Byton, one of the highest-profile Chinese EV startups, had a tough 2020. It suspended all domestic operations and furloughed staff in July after the coronavirus pandemic made it tougher to get its business off the ground. That suspension has been extended now until June. Even before COVID-19 the company had encountered difficulties meeting announced deadlines on producing and delivering its first model. The company’s website still accepts reservations for cars.
Founded by former BMW managers, Byton, initially named Future Mobility, had about 1,000 employees in China as of June and about 500 elsewhere, including the U.S. Its investors include state-owned China FAW Group and EV battery maker Contemporary Amperex Technology Co., which supplies batteries to Tesla.

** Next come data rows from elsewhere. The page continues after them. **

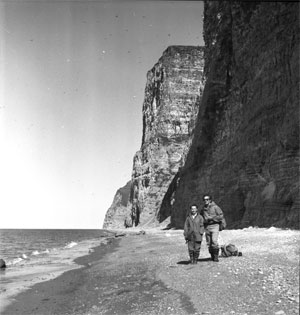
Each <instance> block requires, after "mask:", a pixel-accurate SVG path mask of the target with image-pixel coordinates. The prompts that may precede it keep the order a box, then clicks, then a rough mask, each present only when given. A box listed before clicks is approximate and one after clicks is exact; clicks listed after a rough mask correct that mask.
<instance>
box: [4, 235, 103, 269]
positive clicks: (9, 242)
mask: <svg viewBox="0 0 300 315" xmlns="http://www.w3.org/2000/svg"><path fill="white" fill-rule="evenodd" d="M105 233H107V232H105V231H104V230H100V229H99V230H52V229H51V230H50V229H49V230H47V229H43V230H39V229H34V230H30V229H24V230H23V229H0V258H2V259H4V260H5V262H6V264H7V266H10V267H11V266H14V265H18V264H24V263H26V261H27V262H29V261H30V262H31V263H32V261H33V260H35V262H36V263H37V264H38V263H39V261H40V262H41V261H42V259H41V258H42V257H45V256H47V255H48V256H49V254H51V253H54V252H57V251H63V250H66V249H70V248H72V247H74V246H77V245H78V244H79V243H80V242H82V241H86V240H91V239H98V238H101V237H102V236H103V235H104V234H105Z"/></svg>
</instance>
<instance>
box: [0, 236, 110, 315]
mask: <svg viewBox="0 0 300 315" xmlns="http://www.w3.org/2000/svg"><path fill="white" fill-rule="evenodd" d="M106 238H107V237H103V238H101V239H91V240H86V241H82V242H80V243H79V244H78V245H77V246H74V247H72V248H69V249H67V250H66V251H65V252H60V254H61V257H62V258H63V261H61V262H55V263H52V262H50V263H49V264H40V265H39V264H37V265H34V266H32V265H25V266H24V265H22V266H14V267H11V266H9V267H8V268H7V269H5V270H2V271H1V273H0V276H1V290H0V300H1V303H0V314H2V313H3V312H4V311H5V309H6V308H7V307H8V306H9V305H10V304H12V303H14V300H15V298H16V297H17V296H18V295H19V294H22V293H23V292H26V291H27V290H29V289H30V288H31V287H33V286H34V285H36V284H39V283H42V282H47V281H50V280H53V279H55V278H57V277H59V276H60V275H62V274H63V273H65V272H68V271H71V270H76V269H80V268H82V267H84V266H83V265H82V264H81V261H80V258H81V257H84V256H89V255H90V254H91V252H92V251H93V248H94V247H97V246H101V244H105V243H106V242H107V240H106ZM99 242H100V244H99ZM52 258H53V257H52ZM20 267H21V268H20Z"/></svg>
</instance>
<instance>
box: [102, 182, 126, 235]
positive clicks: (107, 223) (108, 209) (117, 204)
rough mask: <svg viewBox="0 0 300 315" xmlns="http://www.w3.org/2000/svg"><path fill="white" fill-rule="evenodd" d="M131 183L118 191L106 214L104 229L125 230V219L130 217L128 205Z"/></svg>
mask: <svg viewBox="0 0 300 315" xmlns="http://www.w3.org/2000/svg"><path fill="white" fill-rule="evenodd" d="M130 187H131V182H130V181H129V182H128V183H127V184H126V185H125V186H123V187H121V188H120V189H118V190H117V192H116V194H115V197H114V200H113V202H112V204H111V206H110V207H109V209H108V210H107V212H106V215H105V218H104V223H103V229H109V228H124V223H125V219H126V218H127V217H128V213H130V211H128V208H127V205H128V200H129V195H130Z"/></svg>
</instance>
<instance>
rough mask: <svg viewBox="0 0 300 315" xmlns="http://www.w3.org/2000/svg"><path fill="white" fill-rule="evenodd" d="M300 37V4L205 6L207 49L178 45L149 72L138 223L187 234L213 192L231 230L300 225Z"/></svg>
mask: <svg viewBox="0 0 300 315" xmlns="http://www.w3.org/2000/svg"><path fill="white" fill-rule="evenodd" d="M299 34H300V32H299V4H298V3H292V2H260V1H257V2H242V1H240V2H230V1H205V9H204V34H203V35H204V39H205V50H203V49H202V48H195V47H170V48H169V49H168V50H167V51H166V52H165V53H164V55H163V57H162V58H161V59H160V60H159V62H158V64H156V65H155V66H154V68H153V69H152V70H151V71H149V73H148V77H147V85H146V90H145V102H144V106H143V120H144V130H143V139H142V147H141V150H140V151H139V152H137V154H136V155H135V157H134V167H133V174H132V181H131V191H130V196H129V203H128V205H129V206H128V208H127V211H131V214H132V218H133V219H134V222H135V223H136V224H147V223H149V222H155V221H156V220H158V221H159V222H164V223H165V222H169V220H170V221H171V224H170V225H171V226H174V227H179V228H182V227H183V223H184V220H185V217H186V211H187V209H188V207H189V205H190V204H191V203H194V202H196V203H198V204H199V205H201V204H202V196H203V194H205V193H210V194H212V196H213V199H214V200H215V202H216V203H218V204H219V205H220V206H221V208H222V209H223V211H224V213H225V215H226V218H227V221H228V225H229V227H244V226H249V225H257V226H266V227H268V226H271V225H275V226H278V227H291V228H299V210H300V202H299ZM203 52H204V59H205V68H204V74H205V78H206V83H205V89H204V91H203V84H204V79H203V78H204V76H203ZM197 113H198V116H197V119H196V118H195V117H196V115H197ZM123 222H124V217H123Z"/></svg>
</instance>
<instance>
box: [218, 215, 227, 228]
mask: <svg viewBox="0 0 300 315" xmlns="http://www.w3.org/2000/svg"><path fill="white" fill-rule="evenodd" d="M226 225H227V224H226V220H225V218H223V219H222V221H221V222H220V223H219V230H220V231H223V230H225V229H226Z"/></svg>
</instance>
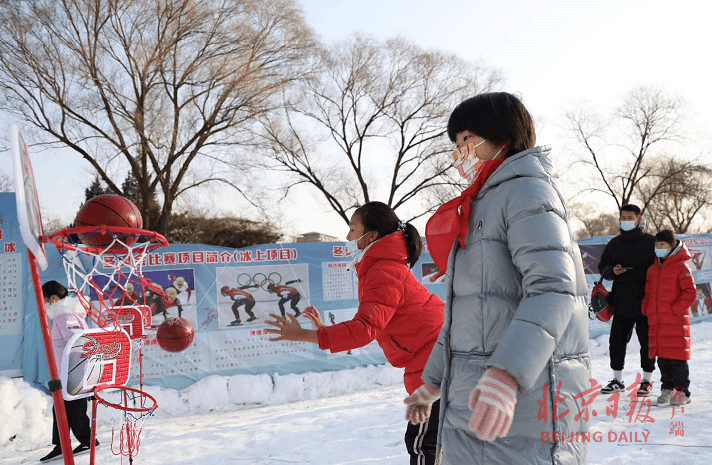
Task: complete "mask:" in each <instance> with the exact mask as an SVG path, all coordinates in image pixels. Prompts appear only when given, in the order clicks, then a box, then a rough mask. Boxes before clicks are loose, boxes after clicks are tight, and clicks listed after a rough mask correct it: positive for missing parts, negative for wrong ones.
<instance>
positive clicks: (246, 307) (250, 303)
mask: <svg viewBox="0 0 712 465" xmlns="http://www.w3.org/2000/svg"><path fill="white" fill-rule="evenodd" d="M243 304H244V305H245V313H247V314H248V315H249V316H250V318H254V317H255V314H254V313H252V308H253V307H254V306H255V299H242V300H236V301H235V302H233V304H232V307H230V308H232V314H233V315H235V319H236V320H237V321H240V313H239V312H238V311H237V309H238V308H240V306H241V305H243Z"/></svg>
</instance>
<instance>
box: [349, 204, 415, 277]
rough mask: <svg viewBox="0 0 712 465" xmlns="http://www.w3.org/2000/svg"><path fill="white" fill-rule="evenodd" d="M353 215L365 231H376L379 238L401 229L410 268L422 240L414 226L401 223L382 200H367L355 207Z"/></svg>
mask: <svg viewBox="0 0 712 465" xmlns="http://www.w3.org/2000/svg"><path fill="white" fill-rule="evenodd" d="M354 215H358V217H359V219H360V220H361V223H362V224H363V227H364V229H365V230H366V231H376V232H377V233H378V237H379V238H381V237H385V236H387V235H389V234H391V233H394V232H396V231H403V234H404V236H405V246H406V250H407V251H408V260H407V262H408V265H409V266H410V268H413V267H414V266H415V263H416V262H417V261H418V259H419V258H420V254H421V252H422V251H423V241H422V239H421V237H420V233H418V230H417V229H416V228H415V226H413V225H412V224H410V223H403V222H402V221H401V220H399V219H398V216H396V213H395V212H394V211H393V209H392V208H391V207H389V206H388V205H386V204H385V203H383V202H368V203H367V204H365V205H363V206H361V207H359V208H357V209H356V211H355V212H354Z"/></svg>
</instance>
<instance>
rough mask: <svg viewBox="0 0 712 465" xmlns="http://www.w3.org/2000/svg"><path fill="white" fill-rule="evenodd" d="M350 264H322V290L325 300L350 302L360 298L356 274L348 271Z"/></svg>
mask: <svg viewBox="0 0 712 465" xmlns="http://www.w3.org/2000/svg"><path fill="white" fill-rule="evenodd" d="M348 264H349V263H348V262H327V263H322V264H321V267H322V270H321V276H322V278H321V279H322V289H323V290H324V300H326V301H331V300H350V299H356V298H357V297H358V287H357V281H356V279H355V276H356V275H355V273H353V272H352V271H349V270H347V269H346V267H347V266H348Z"/></svg>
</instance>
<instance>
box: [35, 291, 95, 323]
mask: <svg viewBox="0 0 712 465" xmlns="http://www.w3.org/2000/svg"><path fill="white" fill-rule="evenodd" d="M45 309H46V310H47V318H49V319H50V320H54V319H55V318H57V316H59V315H71V314H73V315H77V316H78V317H79V318H82V319H85V318H86V317H87V311H86V309H85V308H84V307H83V306H82V304H81V303H80V302H79V299H77V298H76V297H73V296H67V297H65V298H64V299H62V300H60V301H59V302H55V303H54V304H52V305H45Z"/></svg>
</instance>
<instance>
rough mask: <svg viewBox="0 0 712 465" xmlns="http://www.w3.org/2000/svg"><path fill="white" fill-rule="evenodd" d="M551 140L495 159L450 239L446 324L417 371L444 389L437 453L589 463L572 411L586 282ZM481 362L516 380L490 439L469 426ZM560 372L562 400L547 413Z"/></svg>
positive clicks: (576, 410)
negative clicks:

Byton was planning to enter North America and Europe around mid-2020, former CEO Daniel Kirchert, also one of the company’s co-founders, said in early 2019. The company would consider an initial public offering after new financing and production begins, he said at the time.
The M-Byte SUV can reach 80 percent of a full charge in about 35 minutes and has a top speed of 190 kph (118 mph). It has a range of up to 550 km, according to information on Byton’s website.